The focus in AI is moving beyond training large models to what happens when they are put to work. Inference, the point where AI generates real-time responses, is becoming the new center of investment and innovation.
As reported by Wall Street Journal on March 16th, 2026.
A significant shift is under way in artificial intelligence, and it has huge implications for technology companies big and small.
For the past half-decade, most of the focus in AI has been on training large language models (LLMs), a costly process that requires tens of thousands of chips, consumes enormous amounts of energy and happens in gigantic, remote data centers. Training involves feeding a model billions of bits of information—word definitions, historical facts, financial statistics, photos of kittens—using clusters of thousands of specialized microprocessor chips, running 24 hours a day for weeks or months at a time.
Now, as more companies deploy AI agents and try to monetize new tools built on the backs of LLMs, the spotlight has shifted to inference, the type of computing that allows trained AI models to respond to user queries.
Global spending on on-demand, high-performance cloud computing services for AI inference is expected to surpass such spending for AI training for the first time this year, according to research firm Gartner. By 2029, companies will spend nearly twice as much on such computing services for inference as they will for training ($72 billion vs. $37 billion).

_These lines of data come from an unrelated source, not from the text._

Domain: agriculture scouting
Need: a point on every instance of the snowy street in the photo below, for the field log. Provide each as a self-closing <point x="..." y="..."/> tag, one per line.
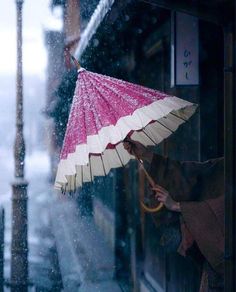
<point x="42" y="256"/>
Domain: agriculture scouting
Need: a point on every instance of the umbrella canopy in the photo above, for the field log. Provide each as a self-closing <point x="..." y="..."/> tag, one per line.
<point x="104" y="111"/>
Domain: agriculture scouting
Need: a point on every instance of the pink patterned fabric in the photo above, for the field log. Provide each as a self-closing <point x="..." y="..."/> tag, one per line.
<point x="100" y="101"/>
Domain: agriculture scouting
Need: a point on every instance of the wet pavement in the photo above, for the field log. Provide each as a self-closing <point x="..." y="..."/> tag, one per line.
<point x="43" y="262"/>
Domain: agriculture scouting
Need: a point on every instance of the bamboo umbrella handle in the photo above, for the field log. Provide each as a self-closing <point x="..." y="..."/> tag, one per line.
<point x="152" y="183"/>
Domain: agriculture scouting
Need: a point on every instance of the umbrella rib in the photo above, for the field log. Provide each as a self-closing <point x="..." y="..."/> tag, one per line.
<point x="149" y="137"/>
<point x="103" y="166"/>
<point x="90" y="167"/>
<point x="178" y="117"/>
<point x="119" y="157"/>
<point x="75" y="181"/>
<point x="82" y="178"/>
<point x="165" y="127"/>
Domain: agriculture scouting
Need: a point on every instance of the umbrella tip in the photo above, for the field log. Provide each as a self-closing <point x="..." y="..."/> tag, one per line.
<point x="76" y="62"/>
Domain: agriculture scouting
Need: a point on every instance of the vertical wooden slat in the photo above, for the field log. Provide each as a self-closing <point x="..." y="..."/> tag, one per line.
<point x="2" y="219"/>
<point x="230" y="159"/>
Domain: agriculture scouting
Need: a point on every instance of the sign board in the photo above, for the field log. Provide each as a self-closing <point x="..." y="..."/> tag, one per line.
<point x="184" y="50"/>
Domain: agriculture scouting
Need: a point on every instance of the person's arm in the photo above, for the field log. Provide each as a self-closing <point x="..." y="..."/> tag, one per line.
<point x="163" y="196"/>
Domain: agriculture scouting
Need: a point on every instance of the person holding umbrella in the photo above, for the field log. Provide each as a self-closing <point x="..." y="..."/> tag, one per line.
<point x="196" y="191"/>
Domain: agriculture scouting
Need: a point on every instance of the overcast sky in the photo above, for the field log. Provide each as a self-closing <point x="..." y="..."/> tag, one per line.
<point x="37" y="16"/>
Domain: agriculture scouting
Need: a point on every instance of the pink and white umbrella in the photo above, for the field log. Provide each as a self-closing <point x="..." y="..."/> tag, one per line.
<point x="104" y="111"/>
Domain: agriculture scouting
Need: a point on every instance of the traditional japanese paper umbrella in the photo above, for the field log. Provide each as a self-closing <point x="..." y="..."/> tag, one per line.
<point x="104" y="111"/>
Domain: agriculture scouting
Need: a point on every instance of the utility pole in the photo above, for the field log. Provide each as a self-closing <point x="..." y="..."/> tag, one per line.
<point x="19" y="245"/>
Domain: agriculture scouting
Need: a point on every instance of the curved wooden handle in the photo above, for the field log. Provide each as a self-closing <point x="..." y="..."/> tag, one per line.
<point x="152" y="183"/>
<point x="151" y="210"/>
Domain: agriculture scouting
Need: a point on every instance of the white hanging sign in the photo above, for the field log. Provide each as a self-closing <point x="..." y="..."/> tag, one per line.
<point x="185" y="50"/>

That means big changes in the types of chips tech companies buy. Nvidia became the world’s most valuable company by selling chips, called GPUs, that have the raw processing power needed for model training. But companies that expect to be doing more inference can achieve performance gains by doing it on chips specialized for that task, said Jacob Feldgoise, a scholar who researches AI at Georgetown University.
Chip makers producing chips tailored for inference—including Google, Cerebras Systems and SambaNova and others—have been signing multibillion-dollar deals at an accelerating clip. Nvidia is set to launch its own inference-specific processors after it paid $20 billion in December to license the technology and hire the top talent at Groq, a company that designs chips customized for inference.

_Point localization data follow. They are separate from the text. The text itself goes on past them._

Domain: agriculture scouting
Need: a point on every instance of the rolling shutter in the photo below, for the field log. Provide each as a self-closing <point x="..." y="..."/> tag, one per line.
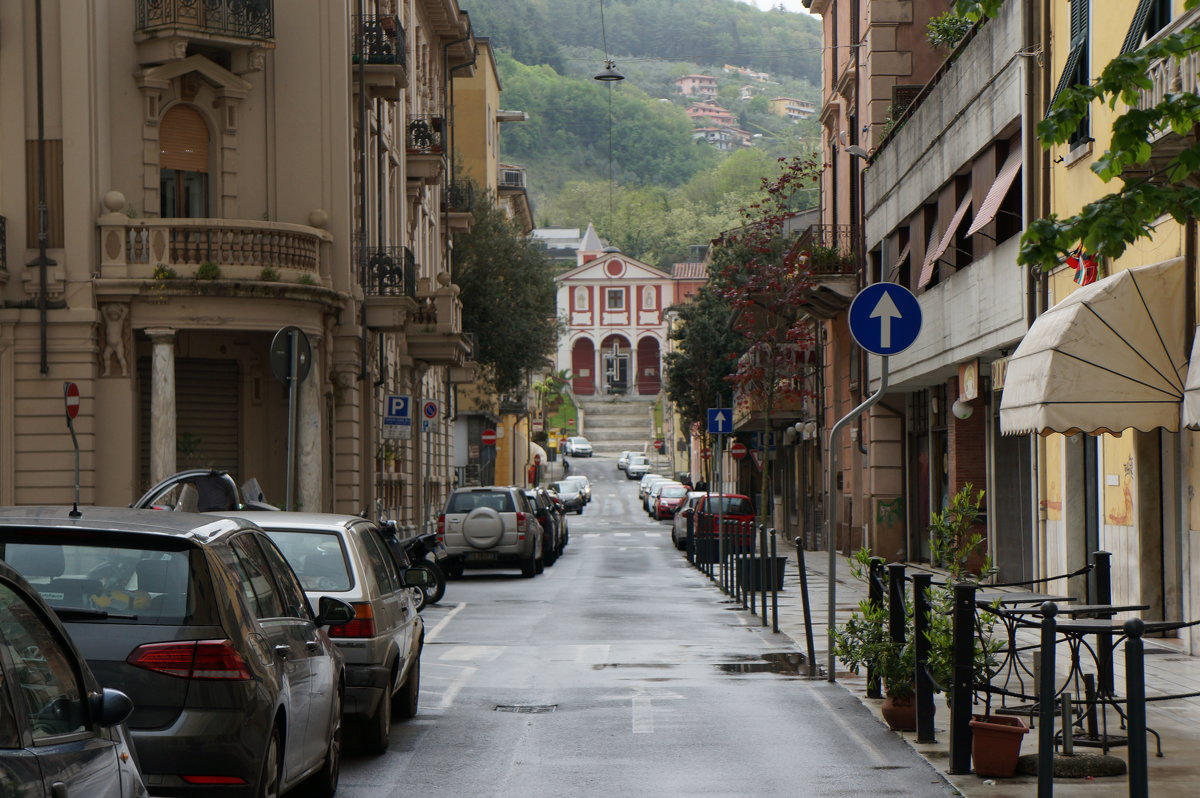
<point x="184" y="141"/>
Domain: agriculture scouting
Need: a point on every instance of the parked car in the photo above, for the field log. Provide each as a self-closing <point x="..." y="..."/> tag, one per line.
<point x="237" y="685"/>
<point x="491" y="527"/>
<point x="669" y="499"/>
<point x="203" y="490"/>
<point x="58" y="726"/>
<point x="637" y="467"/>
<point x="570" y="495"/>
<point x="579" y="447"/>
<point x="585" y="485"/>
<point x="683" y="520"/>
<point x="551" y="523"/>
<point x="348" y="558"/>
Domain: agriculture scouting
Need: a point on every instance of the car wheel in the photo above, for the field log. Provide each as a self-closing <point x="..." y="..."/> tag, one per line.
<point x="406" y="700"/>
<point x="323" y="784"/>
<point x="269" y="777"/>
<point x="377" y="729"/>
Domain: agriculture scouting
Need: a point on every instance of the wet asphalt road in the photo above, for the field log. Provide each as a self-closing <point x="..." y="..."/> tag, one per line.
<point x="622" y="671"/>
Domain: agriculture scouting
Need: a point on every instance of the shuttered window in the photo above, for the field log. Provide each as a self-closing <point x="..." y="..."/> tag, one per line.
<point x="53" y="193"/>
<point x="208" y="415"/>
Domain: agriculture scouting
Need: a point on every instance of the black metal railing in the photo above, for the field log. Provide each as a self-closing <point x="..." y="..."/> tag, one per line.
<point x="391" y="271"/>
<point x="240" y="18"/>
<point x="381" y="40"/>
<point x="426" y="135"/>
<point x="460" y="197"/>
<point x="829" y="249"/>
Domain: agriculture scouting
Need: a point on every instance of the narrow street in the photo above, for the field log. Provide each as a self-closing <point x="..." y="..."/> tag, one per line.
<point x="622" y="671"/>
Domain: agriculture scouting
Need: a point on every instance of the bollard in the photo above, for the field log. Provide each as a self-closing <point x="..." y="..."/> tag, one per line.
<point x="762" y="569"/>
<point x="875" y="595"/>
<point x="1045" y="701"/>
<point x="808" y="610"/>
<point x="1135" y="688"/>
<point x="963" y="677"/>
<point x="921" y="585"/>
<point x="774" y="587"/>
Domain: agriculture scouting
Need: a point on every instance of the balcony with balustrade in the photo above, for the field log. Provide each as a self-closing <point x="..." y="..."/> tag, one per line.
<point x="378" y="51"/>
<point x="168" y="30"/>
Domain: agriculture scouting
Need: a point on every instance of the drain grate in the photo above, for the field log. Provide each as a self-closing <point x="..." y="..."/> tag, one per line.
<point x="528" y="709"/>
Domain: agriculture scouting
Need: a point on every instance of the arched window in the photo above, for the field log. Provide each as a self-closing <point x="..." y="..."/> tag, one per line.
<point x="184" y="165"/>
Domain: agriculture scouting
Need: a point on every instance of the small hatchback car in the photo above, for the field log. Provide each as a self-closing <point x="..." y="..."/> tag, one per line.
<point x="346" y="557"/>
<point x="237" y="687"/>
<point x="491" y="527"/>
<point x="60" y="733"/>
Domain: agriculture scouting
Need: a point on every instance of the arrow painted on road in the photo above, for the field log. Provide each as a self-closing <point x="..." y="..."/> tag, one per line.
<point x="886" y="310"/>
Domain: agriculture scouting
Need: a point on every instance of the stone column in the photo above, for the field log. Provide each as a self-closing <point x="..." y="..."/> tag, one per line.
<point x="309" y="439"/>
<point x="162" y="403"/>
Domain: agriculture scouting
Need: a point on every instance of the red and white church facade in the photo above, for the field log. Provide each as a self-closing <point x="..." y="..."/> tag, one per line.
<point x="613" y="307"/>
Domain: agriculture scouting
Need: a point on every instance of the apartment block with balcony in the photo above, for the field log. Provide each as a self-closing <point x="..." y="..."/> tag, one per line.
<point x="213" y="190"/>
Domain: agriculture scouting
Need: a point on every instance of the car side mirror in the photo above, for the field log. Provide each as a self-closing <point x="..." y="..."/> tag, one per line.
<point x="417" y="577"/>
<point x="109" y="707"/>
<point x="334" y="612"/>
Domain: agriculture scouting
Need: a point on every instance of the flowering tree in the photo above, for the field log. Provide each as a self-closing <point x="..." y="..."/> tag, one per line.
<point x="765" y="275"/>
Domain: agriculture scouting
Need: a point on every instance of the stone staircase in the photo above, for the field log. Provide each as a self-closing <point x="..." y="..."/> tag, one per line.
<point x="615" y="424"/>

So what is inference computing, exactly, and how is it different from the processing required for training? Why has demand shifted so decisively toward inference, and what does it mean for the market?
How does inference work?
Inference is the day-to-day operation of the restaurant. Diners place their orders (often in the form of a query to a chatbot) and the chef prepares their meals (the chatbot’s response).
Inference consists of two phases, known as prefill and decode. Prefill happens when a user enters a prompt, forcing the model to interpret the query by processing each word, symbol or image it contains.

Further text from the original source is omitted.